Lançamento do CD do Ricardo Tacuchian e Sergio Roberto de Oliveira

Comprovando a imortalidade da arte, sua transcendência e legado, chega às lojas físicas e virtuais o CD “O piano de Sergio Roberto de Oliveira e Ricardo Tacuchian”, reunindo obras do saudoso músico tijucano, falecido há quase um ano, e do consagrado maestro e compositor, todas interpretadas pelas pianistas Miriam Grosman e Ingrid Barancoski. O disco é um lançamento da gravadora carioca A Casa Discos, que tinha Oliveira como proprietário e gestor, e agora se renova, determinada na manutenção da memória do seu criador e também no desenvolvimento de novos projetos eruditos e instrumentais, tendo à frente seu amigo e renomado clarinetista Cristiano Alves.

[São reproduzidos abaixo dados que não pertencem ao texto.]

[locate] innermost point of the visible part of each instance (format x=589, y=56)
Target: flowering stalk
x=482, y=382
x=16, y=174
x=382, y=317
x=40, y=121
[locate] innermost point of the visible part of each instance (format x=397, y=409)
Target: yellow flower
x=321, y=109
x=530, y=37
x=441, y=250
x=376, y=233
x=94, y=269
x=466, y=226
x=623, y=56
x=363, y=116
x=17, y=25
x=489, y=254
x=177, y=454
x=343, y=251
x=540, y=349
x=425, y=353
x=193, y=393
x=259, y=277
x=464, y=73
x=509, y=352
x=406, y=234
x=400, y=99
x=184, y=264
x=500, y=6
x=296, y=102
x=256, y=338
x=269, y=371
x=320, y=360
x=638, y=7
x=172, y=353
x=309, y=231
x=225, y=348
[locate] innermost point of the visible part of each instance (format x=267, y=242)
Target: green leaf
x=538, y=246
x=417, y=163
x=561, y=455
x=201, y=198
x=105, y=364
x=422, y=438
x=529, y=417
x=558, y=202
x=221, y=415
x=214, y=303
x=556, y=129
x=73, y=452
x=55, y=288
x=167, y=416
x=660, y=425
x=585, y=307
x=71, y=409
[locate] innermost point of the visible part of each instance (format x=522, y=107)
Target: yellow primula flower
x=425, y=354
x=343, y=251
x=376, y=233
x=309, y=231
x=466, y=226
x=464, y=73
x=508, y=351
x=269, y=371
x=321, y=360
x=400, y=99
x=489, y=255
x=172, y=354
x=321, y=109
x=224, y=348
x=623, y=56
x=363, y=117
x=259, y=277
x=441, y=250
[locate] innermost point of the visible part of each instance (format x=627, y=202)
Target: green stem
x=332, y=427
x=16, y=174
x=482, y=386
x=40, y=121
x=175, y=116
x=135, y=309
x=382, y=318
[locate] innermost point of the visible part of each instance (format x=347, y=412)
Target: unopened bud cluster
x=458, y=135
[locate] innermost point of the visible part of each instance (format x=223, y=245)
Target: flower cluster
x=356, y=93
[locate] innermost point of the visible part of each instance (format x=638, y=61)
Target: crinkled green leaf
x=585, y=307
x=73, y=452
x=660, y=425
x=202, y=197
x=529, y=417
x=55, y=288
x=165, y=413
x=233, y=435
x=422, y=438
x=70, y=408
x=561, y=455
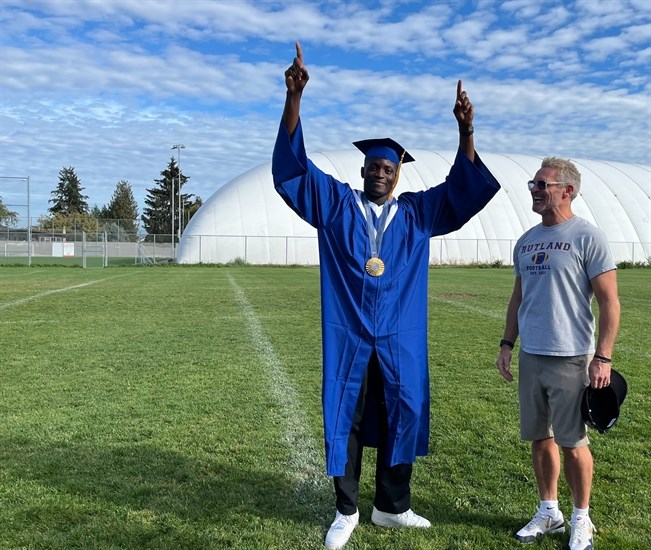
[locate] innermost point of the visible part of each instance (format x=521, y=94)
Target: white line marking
x=473, y=309
x=307, y=463
x=26, y=299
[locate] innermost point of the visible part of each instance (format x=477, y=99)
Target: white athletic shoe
x=340, y=530
x=406, y=519
x=541, y=524
x=581, y=530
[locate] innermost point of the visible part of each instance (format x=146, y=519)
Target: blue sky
x=108, y=86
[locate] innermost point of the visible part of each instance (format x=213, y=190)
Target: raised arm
x=464, y=113
x=296, y=78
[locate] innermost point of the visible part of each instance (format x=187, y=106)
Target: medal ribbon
x=375, y=240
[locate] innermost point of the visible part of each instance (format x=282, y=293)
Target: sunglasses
x=542, y=184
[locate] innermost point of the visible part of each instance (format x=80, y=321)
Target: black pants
x=392, y=492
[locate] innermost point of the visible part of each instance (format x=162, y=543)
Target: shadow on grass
x=185, y=497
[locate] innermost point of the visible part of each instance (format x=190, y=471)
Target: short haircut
x=566, y=172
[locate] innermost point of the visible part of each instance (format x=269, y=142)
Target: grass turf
x=179, y=407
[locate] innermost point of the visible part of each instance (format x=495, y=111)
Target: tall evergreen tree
x=157, y=216
x=123, y=206
x=68, y=199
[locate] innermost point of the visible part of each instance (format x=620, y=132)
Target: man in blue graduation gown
x=374, y=301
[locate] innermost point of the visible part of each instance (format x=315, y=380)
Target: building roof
x=246, y=219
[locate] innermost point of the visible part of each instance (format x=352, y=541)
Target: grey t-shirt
x=556, y=264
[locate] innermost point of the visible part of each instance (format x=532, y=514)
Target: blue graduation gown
x=387, y=314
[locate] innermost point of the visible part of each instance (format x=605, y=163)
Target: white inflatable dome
x=246, y=220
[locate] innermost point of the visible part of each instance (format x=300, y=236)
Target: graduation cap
x=385, y=148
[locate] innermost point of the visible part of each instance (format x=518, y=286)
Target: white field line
x=473, y=309
x=494, y=315
x=26, y=299
x=307, y=464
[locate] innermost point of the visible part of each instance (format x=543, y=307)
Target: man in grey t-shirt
x=560, y=265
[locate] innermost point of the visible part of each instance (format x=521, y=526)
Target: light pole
x=178, y=150
x=29, y=225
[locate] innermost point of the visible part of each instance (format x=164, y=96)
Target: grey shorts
x=550, y=390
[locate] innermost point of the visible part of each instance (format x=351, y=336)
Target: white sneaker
x=581, y=530
x=340, y=530
x=406, y=519
x=541, y=524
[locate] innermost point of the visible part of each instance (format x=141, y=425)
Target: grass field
x=179, y=407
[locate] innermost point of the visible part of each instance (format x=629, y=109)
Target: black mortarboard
x=384, y=148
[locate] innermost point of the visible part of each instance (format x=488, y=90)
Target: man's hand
x=503, y=364
x=599, y=374
x=296, y=76
x=463, y=110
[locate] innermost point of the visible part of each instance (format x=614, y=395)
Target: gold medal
x=375, y=267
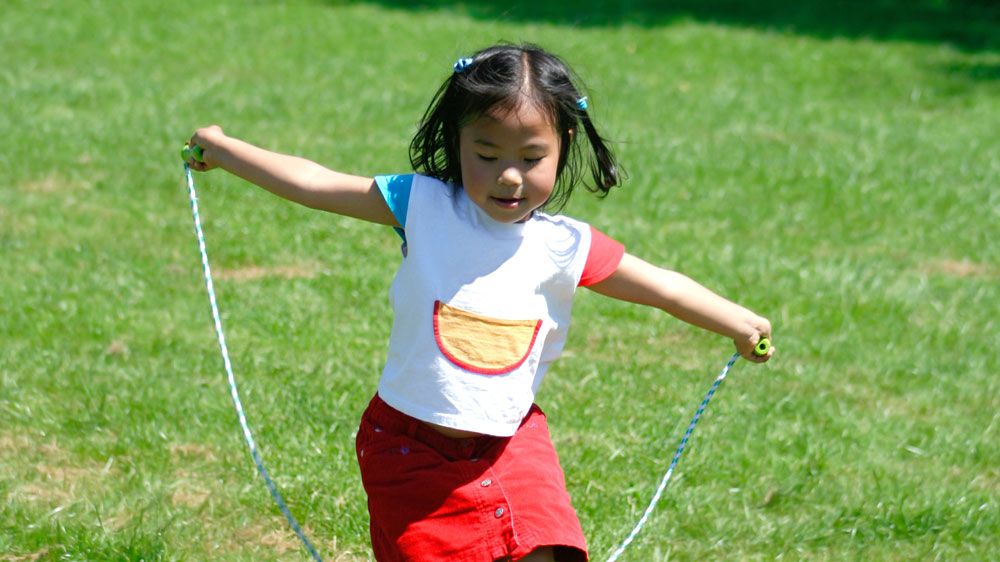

            Resultado de uma recente parceria e amizade entre os compositores, o CD começou a ser concebido em 2015, quando Tacuchian procurou a gravadora para produzir o disco “Água-forte: duo Grosman-Barancoski interpreta Tacuchian”. Segundo o próprio Tacuchian, “o processo de gravação em estúdio nos aproximou, eu, ele e as duas pianistas, Miriam e Ingrid. Assim tive a oportunidade de conhecer melhor sua personalidade sempre gentil, sua capacidade de trabalho e liderança e, acima de tudo, sua musicalidade. Ao concluirmos o projeto que nos deu tanto prazer, não só pela realização artística mas também pelo contato humano que desfrutamos, Sérgio me procurou para consultar se eu concordaria em realizar outro CD, agora em parceria com ele, com as mesmas pianistas, por quem ele passou a ter grande apreço pelo talento e arte, e pela integridade e seriedade de ambas”.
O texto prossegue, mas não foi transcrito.